Communicating with man’s best friend
Researchers used to think that animals’ facial expressions were unintentional and not used as a way of communication. But that might no longer be the case. Could dog owners be missing important signs?
Many people look at their pampered pooches and think about how much easier life would be if they could tell you what they were thinking. While dogs can’t speak our language, studies show they are communicating with you on a different level – with their eyes.
Research published in the Australian Veterinary Journal showed that dogs respond better to non-verbal communication when they can see your eyes. Also, when you close your eyes or look away, they are more likely to do things they know they shouldn’t, such as stealing food.
While it would be easy to assume that dogs are using facial expressions at random, numerous studies show otherwise. In one study the behaviour of 24 dogs was analysed when they were offered human attention and food. If the dogs reacted to both in the same way, then it meant that their expressions were not being modifed for humans. However, the results showed that dogs responded with more expressions - and on a larger scale, to human attention with or without food, than to food alone.

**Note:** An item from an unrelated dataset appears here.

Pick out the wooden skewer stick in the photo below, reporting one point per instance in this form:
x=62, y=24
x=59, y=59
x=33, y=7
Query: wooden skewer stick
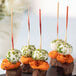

Dogs can also use their eyes to their advantage, raising their inner brows to make their eyes look bigger, similar to an expression children make. Humans find this action adorable, making them respond in a very affectionate and protective way. This expression is so effective, many dogs using it in shelters find new homes far quicker than dogs that don’t.
It’s fair to say that most dog owners believe they communicate with their pets on some level. Put your dog to the test. Check out their facial expressions when looking at food, then when they see you. Notice any difference?